Por un momento tuve miedo de que insistiese en venir conmigo, pero Lucía arregló la situación derramando su coñac por el suelo.
– Lo siento -le oí decir en tono áspero mientras yo subía las escaleras-, pero no es extraño que esté nerviosa. Cuando una ha creído que trataba con un amigo y descubre que no hay verdadera amistad sino únicamente interés egoísta, es lógico que le tiemblen a una las manos un poco.
Encontré los dos sobres con el dinero de Skurleti en el sitio donde los había dejado, escondidos bajo la alfombra en la habitación de los huéspedes. Los metí en el bolsillo, hice la maleta y bajé con ella.
Sanger nos despidió con su habitual campechanería igual que nos había recibido.
– Que lo paséis bien, hijos míos -dijo-, que lo paséis bien. Le daré a Adela vuestros recuerdos.
3
Ya habíamos salido de Mougins y estábamos en la carretera de Vence cuando Lucía mencionó el dinero de Skurleti.

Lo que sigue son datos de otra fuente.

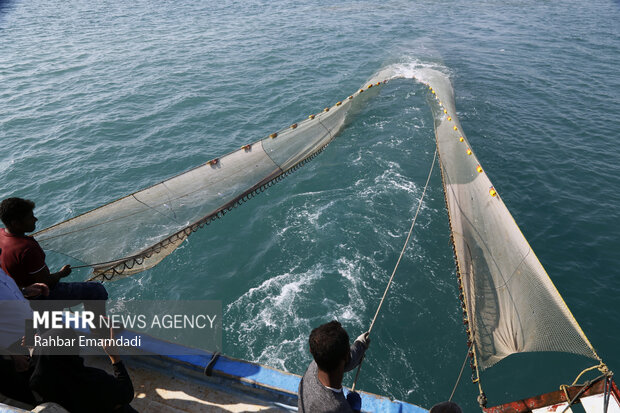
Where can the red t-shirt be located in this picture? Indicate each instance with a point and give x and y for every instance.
(21, 257)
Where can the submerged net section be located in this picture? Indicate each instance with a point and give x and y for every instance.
(510, 303)
(155, 221)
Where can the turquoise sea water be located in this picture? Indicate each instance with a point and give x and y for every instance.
(99, 100)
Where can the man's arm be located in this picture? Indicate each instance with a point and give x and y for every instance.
(36, 290)
(359, 347)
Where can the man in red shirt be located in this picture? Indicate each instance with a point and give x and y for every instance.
(24, 260)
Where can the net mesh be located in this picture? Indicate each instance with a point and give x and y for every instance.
(511, 303)
(156, 220)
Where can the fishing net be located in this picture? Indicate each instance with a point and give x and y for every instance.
(156, 220)
(511, 304)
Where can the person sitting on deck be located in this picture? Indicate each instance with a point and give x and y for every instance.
(24, 260)
(320, 390)
(58, 378)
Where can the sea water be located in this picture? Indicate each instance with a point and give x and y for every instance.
(99, 99)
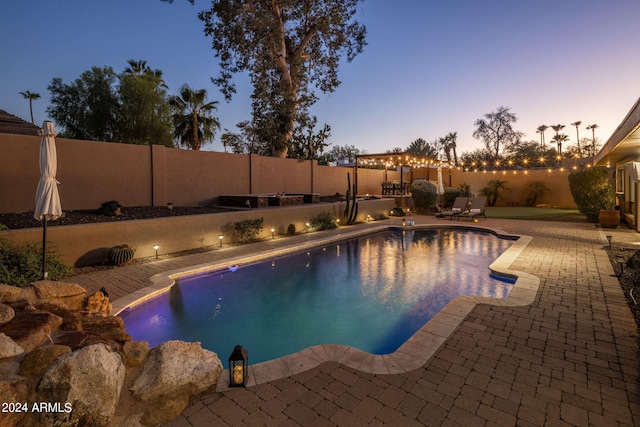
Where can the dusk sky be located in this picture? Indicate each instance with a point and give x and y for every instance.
(430, 66)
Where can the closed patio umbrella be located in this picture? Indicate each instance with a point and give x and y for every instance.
(47, 198)
(440, 187)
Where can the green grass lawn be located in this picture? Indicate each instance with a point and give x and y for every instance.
(528, 213)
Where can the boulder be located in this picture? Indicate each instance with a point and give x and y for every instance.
(135, 352)
(70, 318)
(13, 389)
(164, 409)
(36, 362)
(9, 294)
(111, 328)
(6, 313)
(67, 295)
(175, 368)
(89, 381)
(99, 304)
(30, 328)
(79, 339)
(8, 347)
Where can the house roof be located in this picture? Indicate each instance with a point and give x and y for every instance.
(12, 124)
(624, 144)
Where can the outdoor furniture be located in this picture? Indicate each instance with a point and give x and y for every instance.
(387, 188)
(476, 209)
(459, 205)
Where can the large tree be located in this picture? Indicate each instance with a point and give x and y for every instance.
(496, 130)
(130, 107)
(422, 148)
(87, 108)
(289, 48)
(145, 116)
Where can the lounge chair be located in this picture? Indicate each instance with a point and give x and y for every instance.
(459, 205)
(476, 209)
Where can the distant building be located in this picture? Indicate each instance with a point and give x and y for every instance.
(12, 124)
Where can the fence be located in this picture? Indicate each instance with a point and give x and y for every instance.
(93, 172)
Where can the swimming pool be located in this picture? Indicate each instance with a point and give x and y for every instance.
(371, 293)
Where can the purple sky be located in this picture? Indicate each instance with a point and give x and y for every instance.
(431, 66)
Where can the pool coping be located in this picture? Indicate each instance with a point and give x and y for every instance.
(411, 355)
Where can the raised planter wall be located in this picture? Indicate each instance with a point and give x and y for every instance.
(83, 245)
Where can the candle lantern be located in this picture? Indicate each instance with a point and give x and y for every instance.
(238, 367)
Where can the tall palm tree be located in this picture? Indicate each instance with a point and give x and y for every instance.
(30, 96)
(541, 130)
(443, 142)
(593, 141)
(193, 118)
(452, 137)
(576, 124)
(559, 138)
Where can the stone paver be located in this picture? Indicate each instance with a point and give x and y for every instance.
(569, 358)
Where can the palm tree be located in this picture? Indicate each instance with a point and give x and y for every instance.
(193, 119)
(30, 96)
(593, 141)
(452, 137)
(576, 124)
(541, 130)
(559, 138)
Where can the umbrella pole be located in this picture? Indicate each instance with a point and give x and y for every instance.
(44, 248)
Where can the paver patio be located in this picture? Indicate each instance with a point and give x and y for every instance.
(568, 359)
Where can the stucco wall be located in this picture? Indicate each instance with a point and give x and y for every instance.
(88, 244)
(93, 172)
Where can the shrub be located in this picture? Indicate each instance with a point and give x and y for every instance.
(533, 190)
(424, 194)
(323, 221)
(397, 211)
(244, 231)
(110, 208)
(22, 264)
(120, 255)
(449, 196)
(492, 190)
(591, 191)
(465, 190)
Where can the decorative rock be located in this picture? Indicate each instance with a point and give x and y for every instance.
(6, 313)
(14, 294)
(13, 388)
(164, 409)
(36, 362)
(89, 380)
(8, 347)
(67, 295)
(135, 352)
(78, 339)
(111, 327)
(98, 303)
(177, 367)
(70, 319)
(29, 328)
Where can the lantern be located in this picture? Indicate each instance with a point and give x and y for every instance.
(238, 367)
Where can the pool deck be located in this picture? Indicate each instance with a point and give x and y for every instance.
(570, 357)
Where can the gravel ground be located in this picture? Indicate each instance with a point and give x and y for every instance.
(26, 219)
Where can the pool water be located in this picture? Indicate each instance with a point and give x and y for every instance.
(371, 293)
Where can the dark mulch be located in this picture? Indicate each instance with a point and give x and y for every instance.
(626, 264)
(26, 220)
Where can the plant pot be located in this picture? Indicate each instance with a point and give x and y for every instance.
(609, 218)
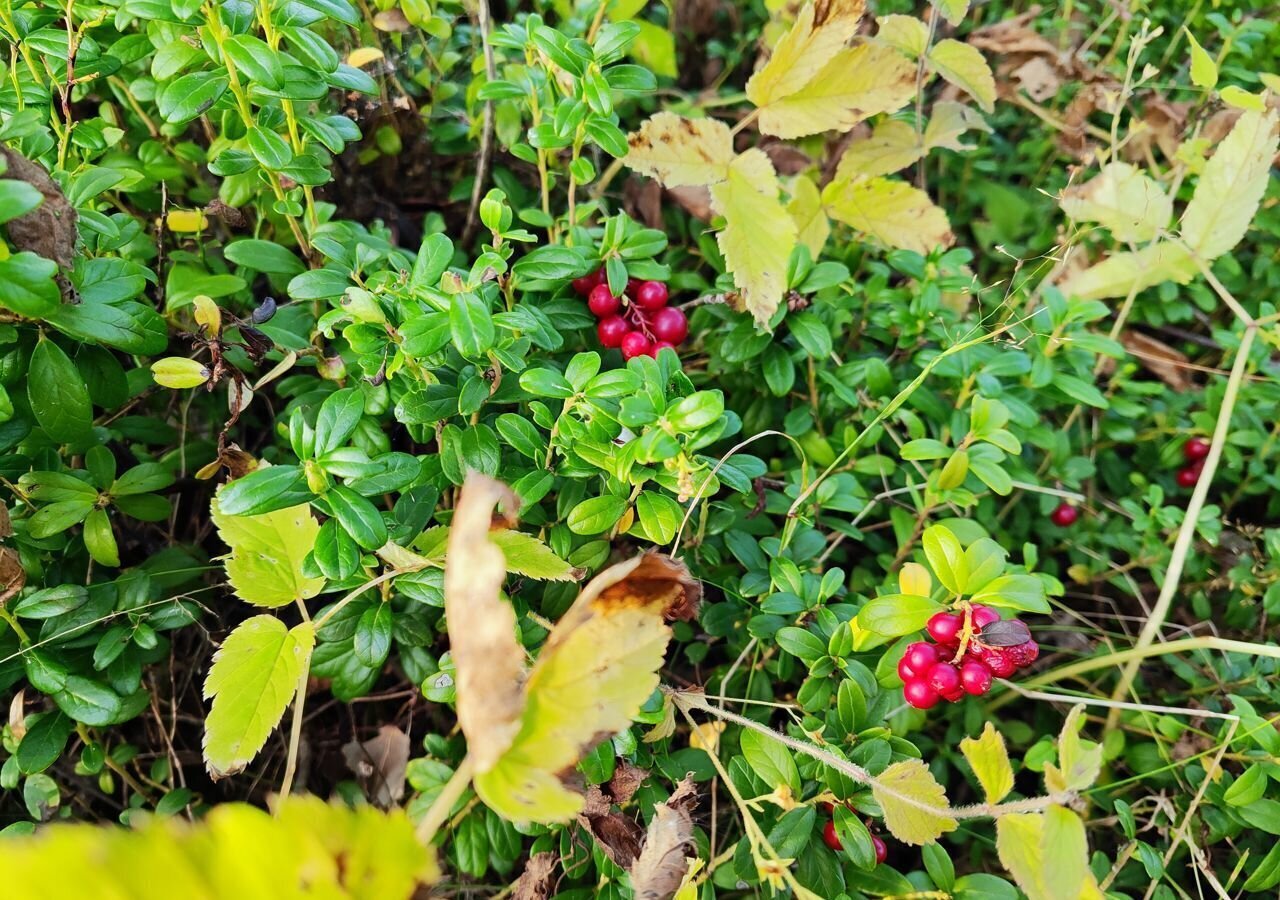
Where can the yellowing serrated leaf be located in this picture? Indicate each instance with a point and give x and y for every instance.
(964, 67)
(855, 85)
(914, 580)
(1230, 187)
(807, 213)
(914, 803)
(595, 670)
(1124, 200)
(1078, 761)
(1203, 68)
(952, 10)
(903, 32)
(894, 213)
(891, 147)
(362, 56)
(758, 233)
(265, 563)
(254, 676)
(990, 762)
(818, 33)
(1121, 273)
(947, 122)
(680, 151)
(186, 222)
(489, 662)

– ¿Estaba allí, chéri? -preguntó.
– Sí que estaba.
Y di un golpecito en uno de mis bolsillos.
Hubo otro largo silencio.
Luego, ella dijo:
– ¿Es cierto lo que dijo acerca de las sociedades limitadas en Francia, que el principal accionista tiene que ser un ciudadano francés?
– No lo sé, pero podemos preguntarlo.
Al cabo de unos segundos, yo saqué los sobres del bolsillo, uno a uno, y se los di.
Ella se inclinó hacia mí y me besó en la mejilla.
– Cuatrocientos mil -dijo pensativamente mientras seguíamos avanzando por la carretera de Vence.
– Cuatrocientos dos mil -le corregí yo.
– No. Está el asunto de los ojos de la mujer de la limpieza. Prometí pagarle la operación.
– Eso es cierto.
Vi que se sonreía y sentí su mano sobre mi rodilla.
– Yo nunca olvido una promesa, chéri -dijo-. Ese jurista, el abogado Casier, se mostró muy comprensivo esta tarde -añadió reflexivamente-. Tal vez deberíamos consultarle.